The political class remained apathetic and unrepentant. While the poor lined up at banks to withdraw an allowance that is barely enough to cover basics, the rich whisked their money and assets out of the country before they became worthless. Protests sounded the alarm about what everyone knew was happening, but when the leadership shuffled a few faces, little changed.
It’s commonly accepted that the system is rotten to the core, but nobody knows what to do about it, or what kind of replacement could win popular support from all of Lebanon’s sects. Since the explosion in early August, little has changed, and hope is fading that even a catastrophe of its size will have the power to change the establishment. But things are now back to the same unbearable “normal” — there have been two more fires at the port, and another major construction project downtown burned down, as no one who employs workers seems to have learned the necessity of safety standards.
Predictably, animosities have once again begun to fester between neighbors, as the political establishment played to familiar and base tendencies to sow divisions between people.
The kind of polarization that this Middle Eastern nation of nearly 7 million people has become accustomed to shouldn’t sound foreign to Americans today. Nor should they think that their government institutions are impervious to a self-interested cadre — hostile to democracy and openly sowing division — that might usurp power to serve its own corrupt interests.

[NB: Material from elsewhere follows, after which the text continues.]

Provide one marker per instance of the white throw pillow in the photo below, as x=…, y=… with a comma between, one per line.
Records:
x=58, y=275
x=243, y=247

It’s precisely this political future that Base Camp is rebelling against. By rejecting the hand they’ve been dealt, Beirut’s youth seek to carve out new possibilities beyond the traditional lines that politics have been drawn along since French colonizers first established the sectarian political system in the 1920s to make Lebanon easier to divide and rule.
For now, their grassroots efforts have earned a measure of legitimacy that the state’s “officials” have lost — tipping the balance to become the preferred point of distribution for aid that is coming into Beirut from international NGOs and foreign dignitaries who visit Lebanon on their way to meetings with government officials.
Coordinators say that state officials have stopped by — not to offer any concrete support, but usually to ask for data on who they’ve been helping — a request that has been flatly denied. They don’t have any misconceptions that politics is a game of vultures, looking to steal their shine if they can — but they consider it a success that they’re showing up the competition by demonstrating what can be done with people power. Base Camp welcomes aid from anywhere it may come from, and works to make sure it goes to where it’s needed in a transparent way.
The blast brought residents of Beirut a brief moment of togetherness, and while ever small, there is hope that community will be the remedy to help make it though. After all the city has endured, if they can do it, it’s an example to all of us.